A Regime 1 playbook firing at 70% and a Regime 2 playbook firing at 70% are not equivalent knowledge claims. The Regime 1 posterior is a confident statement about a well-calibrated pattern. The Regime 2 posterior is a low-confidence context flag that happened to exceed 50%. Conflating them would be an epistemic category error.

Online Calibration Tracking

Playbook calibration is not a one-time act. As new instances accumulate in live capture, the historical instance pool grows, and the likelihood ratios and base rates should be recomputed. A playbook that was well-calibrated at YTD=67 trading days may drift as the sample reaches 150 or 300.

Sub-task F of the VST module build (online feedback loop) exists for exactly this reason: to detect when live-observed outcomes diverge from the playbook’s published posteriors, and to flag the playbook for recalibration. The epistemic rule is the same as for prompt regime isolation — when the world changes, stop trusting the old math.


Conflict Rules

When agents disagree, Ghost follows strict rules:

Valid Conflicts

A conflict is when Director A says bullish and Director B says bearish on the same aspect. Different aspects are complementary data, not conflicts.

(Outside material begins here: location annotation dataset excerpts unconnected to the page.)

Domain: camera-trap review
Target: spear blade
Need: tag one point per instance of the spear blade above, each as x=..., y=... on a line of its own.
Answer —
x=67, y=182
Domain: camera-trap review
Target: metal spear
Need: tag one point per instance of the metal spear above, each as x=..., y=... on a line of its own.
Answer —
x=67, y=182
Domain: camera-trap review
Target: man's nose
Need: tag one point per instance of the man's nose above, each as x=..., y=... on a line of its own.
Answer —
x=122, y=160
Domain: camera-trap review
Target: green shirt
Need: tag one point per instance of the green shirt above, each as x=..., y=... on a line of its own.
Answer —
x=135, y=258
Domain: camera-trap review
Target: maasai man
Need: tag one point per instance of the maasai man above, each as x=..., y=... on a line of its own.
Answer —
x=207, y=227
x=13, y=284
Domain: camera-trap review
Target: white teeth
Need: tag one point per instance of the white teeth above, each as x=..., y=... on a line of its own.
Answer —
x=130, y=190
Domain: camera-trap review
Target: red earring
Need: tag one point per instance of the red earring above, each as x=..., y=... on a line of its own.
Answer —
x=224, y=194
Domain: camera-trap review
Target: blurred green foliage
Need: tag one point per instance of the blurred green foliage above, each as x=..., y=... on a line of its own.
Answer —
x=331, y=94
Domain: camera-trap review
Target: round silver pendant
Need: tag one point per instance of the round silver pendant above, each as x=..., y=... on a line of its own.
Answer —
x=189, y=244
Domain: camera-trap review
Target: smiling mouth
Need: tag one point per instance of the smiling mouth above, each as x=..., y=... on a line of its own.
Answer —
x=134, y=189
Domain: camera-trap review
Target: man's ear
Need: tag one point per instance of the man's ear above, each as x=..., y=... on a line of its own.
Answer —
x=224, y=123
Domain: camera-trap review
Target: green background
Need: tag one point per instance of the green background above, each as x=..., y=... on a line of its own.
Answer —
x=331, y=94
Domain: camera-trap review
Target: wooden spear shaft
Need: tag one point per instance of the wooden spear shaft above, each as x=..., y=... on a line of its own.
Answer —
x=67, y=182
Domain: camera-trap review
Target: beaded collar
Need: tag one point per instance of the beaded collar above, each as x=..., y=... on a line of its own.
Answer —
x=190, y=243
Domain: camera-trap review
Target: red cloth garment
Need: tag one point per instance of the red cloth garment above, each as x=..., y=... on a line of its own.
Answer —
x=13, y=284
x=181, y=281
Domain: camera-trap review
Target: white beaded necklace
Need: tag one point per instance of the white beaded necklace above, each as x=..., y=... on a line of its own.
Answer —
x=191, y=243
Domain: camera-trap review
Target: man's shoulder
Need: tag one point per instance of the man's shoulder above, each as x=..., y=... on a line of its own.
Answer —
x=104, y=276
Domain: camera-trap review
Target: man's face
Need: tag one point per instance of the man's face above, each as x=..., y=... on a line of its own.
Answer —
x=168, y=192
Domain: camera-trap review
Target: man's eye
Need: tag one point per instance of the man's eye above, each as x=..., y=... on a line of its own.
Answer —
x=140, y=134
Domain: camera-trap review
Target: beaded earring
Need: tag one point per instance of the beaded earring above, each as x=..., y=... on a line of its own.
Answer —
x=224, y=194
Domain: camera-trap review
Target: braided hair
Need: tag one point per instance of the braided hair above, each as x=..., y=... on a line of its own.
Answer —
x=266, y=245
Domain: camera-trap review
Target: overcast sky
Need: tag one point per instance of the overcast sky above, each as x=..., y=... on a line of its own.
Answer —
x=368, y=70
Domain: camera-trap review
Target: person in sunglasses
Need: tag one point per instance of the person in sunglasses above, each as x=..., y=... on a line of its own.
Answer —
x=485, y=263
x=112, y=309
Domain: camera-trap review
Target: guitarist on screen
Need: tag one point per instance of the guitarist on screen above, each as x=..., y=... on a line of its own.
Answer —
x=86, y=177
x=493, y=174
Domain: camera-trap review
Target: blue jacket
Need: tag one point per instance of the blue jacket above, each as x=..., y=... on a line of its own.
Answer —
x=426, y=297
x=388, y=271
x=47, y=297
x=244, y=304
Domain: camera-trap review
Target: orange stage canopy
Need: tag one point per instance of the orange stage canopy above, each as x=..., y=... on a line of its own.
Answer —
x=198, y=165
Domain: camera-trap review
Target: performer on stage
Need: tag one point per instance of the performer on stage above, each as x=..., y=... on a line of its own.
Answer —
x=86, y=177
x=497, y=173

Valid ConflictNot a Conflict
News bullish on earnings vs Technical bearish on extensionNews bullish on catalyst vs Technical bearish on MA stack
Fib says support vs VWAP says distributionDifferent agents, different domains

Conflict Reporting Rules

  1. Only cite real agents — No invented sources
  2. Quote actual data — “Sector News: +2.03% vs XLU” not “some agents disagree”
  3. Note timeframe differences — If conclusions differ due to lookback period, say so
  4. Empty is valid — Don’t fabricate conflicts to fill a section

The 50% Principle

Not all numbers are equal. The 50% retracement is reference only, not structural.

LevelStatusUsage
38.2%StructuralList in key S/R
50%ReferenceDescribe location only (“between 50% and 61.8%“)
61.8%Structural (Golden)Always list — the real floor/ceiling

See FIB_HERMENEUTICS.md for full treatment.